部屋には1人分の大きさしかないちゃぶ台と、1人用の勉強机しかない。ドサッとわざと音が出るようにリュックを置いて、赤羽より先にちゃぶ台の前に座り込み、動かないぞという意思表示をしてみる。
「赤羽、机使っていいよ」
「いいよ、ケイが使いなよ」
赤羽もドサッと私の向かい側に荷物を置く。遠慮のぶつけ合いで時間をつぶしてもいいけど、それはなんだかもったいない。
「……じゃんけんっポン。ああ」
言い出しっぺの私が机を使うことになった。一度下ろした腰を上げるのが辛い。図書室の机より幾分も狭いスペースに教科書とノートを広げる。この机で勉強するには高校受験以来かもしれない。机の前にある本を置くスペースには、薄っすらホコリがたまっていた。
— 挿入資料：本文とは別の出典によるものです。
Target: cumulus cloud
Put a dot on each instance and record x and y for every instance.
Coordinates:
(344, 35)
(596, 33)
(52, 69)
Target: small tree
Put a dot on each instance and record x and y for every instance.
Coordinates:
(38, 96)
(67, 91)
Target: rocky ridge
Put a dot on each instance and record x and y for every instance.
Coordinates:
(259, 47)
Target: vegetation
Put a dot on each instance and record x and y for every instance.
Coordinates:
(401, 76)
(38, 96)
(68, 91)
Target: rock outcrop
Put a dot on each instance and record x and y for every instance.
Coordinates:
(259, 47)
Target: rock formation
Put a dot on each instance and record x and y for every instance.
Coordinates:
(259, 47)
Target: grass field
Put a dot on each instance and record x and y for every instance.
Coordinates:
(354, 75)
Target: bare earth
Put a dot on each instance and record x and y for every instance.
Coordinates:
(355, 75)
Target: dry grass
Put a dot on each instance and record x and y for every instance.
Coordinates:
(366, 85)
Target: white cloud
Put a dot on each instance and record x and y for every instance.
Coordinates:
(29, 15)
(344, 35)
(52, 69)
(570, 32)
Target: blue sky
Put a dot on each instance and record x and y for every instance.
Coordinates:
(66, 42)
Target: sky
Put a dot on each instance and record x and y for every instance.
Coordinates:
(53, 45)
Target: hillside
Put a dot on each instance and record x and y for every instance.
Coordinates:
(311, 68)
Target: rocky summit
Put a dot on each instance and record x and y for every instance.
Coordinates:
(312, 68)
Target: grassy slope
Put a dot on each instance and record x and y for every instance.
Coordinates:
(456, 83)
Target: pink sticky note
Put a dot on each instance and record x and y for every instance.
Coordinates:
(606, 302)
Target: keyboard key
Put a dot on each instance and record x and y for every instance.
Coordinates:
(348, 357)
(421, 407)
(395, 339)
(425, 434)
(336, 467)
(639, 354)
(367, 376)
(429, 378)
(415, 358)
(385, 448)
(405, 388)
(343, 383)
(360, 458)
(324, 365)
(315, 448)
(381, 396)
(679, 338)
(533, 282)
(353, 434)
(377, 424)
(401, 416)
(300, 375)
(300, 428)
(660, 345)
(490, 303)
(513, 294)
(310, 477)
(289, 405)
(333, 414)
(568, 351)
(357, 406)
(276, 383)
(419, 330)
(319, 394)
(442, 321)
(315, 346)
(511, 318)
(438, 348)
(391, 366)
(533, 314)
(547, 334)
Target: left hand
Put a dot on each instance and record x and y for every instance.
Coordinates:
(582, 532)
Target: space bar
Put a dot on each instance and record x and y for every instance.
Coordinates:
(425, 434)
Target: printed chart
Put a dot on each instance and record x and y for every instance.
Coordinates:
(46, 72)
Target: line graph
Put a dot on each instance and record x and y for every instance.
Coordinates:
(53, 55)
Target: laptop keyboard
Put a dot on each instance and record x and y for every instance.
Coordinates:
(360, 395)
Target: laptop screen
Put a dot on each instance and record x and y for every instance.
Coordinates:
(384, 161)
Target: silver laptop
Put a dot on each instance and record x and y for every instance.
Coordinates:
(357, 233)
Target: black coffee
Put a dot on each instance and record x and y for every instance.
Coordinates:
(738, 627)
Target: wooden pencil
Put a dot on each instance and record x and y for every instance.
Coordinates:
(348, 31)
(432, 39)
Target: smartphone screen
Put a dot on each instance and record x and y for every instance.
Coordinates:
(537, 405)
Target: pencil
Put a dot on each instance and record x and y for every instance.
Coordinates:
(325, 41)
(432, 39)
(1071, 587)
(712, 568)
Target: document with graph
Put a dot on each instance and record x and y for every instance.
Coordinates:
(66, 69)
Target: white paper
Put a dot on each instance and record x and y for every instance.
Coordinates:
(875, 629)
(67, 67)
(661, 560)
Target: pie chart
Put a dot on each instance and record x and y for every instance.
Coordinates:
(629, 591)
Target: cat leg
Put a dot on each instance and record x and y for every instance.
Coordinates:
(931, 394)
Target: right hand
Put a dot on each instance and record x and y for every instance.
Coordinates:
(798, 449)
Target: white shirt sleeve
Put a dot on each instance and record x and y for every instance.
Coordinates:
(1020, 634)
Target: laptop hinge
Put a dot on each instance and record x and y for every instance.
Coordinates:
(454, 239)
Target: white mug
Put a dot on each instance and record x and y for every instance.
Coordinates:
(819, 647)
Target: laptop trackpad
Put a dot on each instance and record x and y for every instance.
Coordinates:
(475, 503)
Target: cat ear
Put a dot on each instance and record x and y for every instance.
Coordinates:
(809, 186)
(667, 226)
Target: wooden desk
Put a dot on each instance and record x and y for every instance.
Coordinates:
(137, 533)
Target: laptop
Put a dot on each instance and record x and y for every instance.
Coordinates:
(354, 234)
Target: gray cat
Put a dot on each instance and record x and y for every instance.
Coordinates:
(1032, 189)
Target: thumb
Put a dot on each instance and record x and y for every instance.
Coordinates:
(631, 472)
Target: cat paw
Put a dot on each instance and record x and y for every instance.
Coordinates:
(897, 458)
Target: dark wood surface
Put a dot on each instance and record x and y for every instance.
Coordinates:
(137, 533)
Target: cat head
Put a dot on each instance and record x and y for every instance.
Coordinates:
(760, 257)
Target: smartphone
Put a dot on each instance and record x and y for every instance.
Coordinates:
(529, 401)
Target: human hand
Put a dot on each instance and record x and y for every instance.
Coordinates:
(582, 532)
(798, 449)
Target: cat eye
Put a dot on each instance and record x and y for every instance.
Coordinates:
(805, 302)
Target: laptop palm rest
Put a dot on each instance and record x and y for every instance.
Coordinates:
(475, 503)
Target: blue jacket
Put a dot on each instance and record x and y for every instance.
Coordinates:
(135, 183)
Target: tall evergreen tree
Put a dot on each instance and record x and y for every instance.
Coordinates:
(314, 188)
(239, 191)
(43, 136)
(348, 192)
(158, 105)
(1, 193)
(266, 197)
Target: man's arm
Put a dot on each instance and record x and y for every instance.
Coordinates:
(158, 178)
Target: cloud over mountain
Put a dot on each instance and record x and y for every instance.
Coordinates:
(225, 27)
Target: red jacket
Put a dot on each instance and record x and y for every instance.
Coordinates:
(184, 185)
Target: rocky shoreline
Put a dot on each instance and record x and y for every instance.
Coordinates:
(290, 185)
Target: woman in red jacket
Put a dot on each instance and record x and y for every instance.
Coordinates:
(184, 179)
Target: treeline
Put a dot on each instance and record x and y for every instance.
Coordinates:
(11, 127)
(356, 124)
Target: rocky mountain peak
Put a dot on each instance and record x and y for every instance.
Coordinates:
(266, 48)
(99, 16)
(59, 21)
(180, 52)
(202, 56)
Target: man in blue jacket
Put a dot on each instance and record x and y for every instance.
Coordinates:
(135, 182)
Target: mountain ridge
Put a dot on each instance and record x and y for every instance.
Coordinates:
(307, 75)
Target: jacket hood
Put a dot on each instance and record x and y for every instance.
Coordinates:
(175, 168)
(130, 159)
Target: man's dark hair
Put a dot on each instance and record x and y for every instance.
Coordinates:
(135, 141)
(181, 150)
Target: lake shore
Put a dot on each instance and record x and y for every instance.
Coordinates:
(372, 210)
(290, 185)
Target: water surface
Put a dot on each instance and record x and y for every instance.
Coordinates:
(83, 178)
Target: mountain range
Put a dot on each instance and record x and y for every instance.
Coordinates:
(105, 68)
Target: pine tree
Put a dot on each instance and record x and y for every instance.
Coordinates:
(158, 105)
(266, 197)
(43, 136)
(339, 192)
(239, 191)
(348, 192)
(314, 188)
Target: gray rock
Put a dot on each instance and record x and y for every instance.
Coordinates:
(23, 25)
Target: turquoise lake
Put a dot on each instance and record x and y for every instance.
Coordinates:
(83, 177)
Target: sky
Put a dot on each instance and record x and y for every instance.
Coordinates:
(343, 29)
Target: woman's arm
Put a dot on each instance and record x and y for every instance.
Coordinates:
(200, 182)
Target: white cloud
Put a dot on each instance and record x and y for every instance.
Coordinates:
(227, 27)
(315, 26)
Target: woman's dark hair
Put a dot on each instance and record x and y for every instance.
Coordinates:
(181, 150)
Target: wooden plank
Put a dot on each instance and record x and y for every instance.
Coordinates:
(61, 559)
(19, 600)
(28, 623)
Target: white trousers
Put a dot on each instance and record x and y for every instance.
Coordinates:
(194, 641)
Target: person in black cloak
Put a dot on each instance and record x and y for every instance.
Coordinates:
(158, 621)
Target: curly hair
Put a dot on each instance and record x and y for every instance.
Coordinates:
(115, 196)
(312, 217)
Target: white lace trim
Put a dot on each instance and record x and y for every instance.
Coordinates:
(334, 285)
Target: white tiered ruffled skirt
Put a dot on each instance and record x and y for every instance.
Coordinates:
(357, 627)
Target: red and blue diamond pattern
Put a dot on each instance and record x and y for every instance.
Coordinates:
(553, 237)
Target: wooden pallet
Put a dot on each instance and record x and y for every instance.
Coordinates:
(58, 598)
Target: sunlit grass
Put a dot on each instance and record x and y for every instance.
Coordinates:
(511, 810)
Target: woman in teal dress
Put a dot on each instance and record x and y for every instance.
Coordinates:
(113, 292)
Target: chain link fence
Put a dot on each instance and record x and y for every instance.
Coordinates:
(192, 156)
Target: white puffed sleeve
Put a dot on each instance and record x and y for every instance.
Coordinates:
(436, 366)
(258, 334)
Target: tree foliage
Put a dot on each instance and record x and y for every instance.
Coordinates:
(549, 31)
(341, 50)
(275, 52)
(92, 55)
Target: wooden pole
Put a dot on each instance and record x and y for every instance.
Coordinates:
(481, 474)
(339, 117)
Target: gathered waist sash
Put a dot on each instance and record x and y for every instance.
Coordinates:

しおらしくなったというよりも、しおしおになったという方が正しいか。目に入る英単語の数々が私をしょんぼりさせる。
「わからん」
「どこ?」
「っ!」
すぐ後ろから赤羽が声をかける。座布団に座って勉強しているにしてはあまりにも早く反応が返ってきたからビクッとなった。気配はなかったけど、ずっと立っていたんじゃないかって思うほどだ。
「ここの並び替えの問題が」
「えっ1問目じゃん。あー、ここはこれをこうして……」
ずいと近づいてきた赤羽の髪が背中に当たるのと、赤羽の耳が私の髪に当たる。落ち着かなくて説明が頭に入ってこない。
「2問目はわかる?」
「あーっと、えーっと」
「あっ、そういえば今日の分してない」
「へ」
いきなり別のことを持ち出してきた赤羽は、私の左横から体重をかけて押しのけようとしてくる。私が右にスライドすると、赤羽は私と同じ椅子に座ってきた。一つの椅子を押し合いへし合いになって、すべり落ちまいとする反射神経で体が密着する。机の上に置かれた左腕は、いつの間にか赤羽の右腕に重ねられて、指を絡み取られていた。夏服で半袖だから肌と肌の触れ合う面積が多くて、お互いの体温のせいで腕が熱い。
「勉強するんじゃないの?」
「だってケイは集中しないもん」
「確かに」
目を瞑ると、繋いだ手の熱に敏感になって汗ばんでいるのがわかった。
もうすぐ夏がやってくる。触れ合う唇もいつもより熱い。
キスを終えて目を開けても、手はつないだままだった。
「ケイがサボらないようにこのまま勉強しよう」
「嘘でしょ」
赤羽は手の力を強めた。よしよし分かった、やってやろう。そのうち手汗でじとじとしてきたけど、なんとか1ページだけ終わらせることができた。
帰り際に赤羽が「やればできるじゃん」と褒めてくれたから、「またやってあげてもいいけど」と伝えた。
明日は金曜日。明日もうちで勉強できたらいいなと思い、赤羽が帰ってから「赤羽にうちに来たいと言わせる作戦」を少しだけ練った。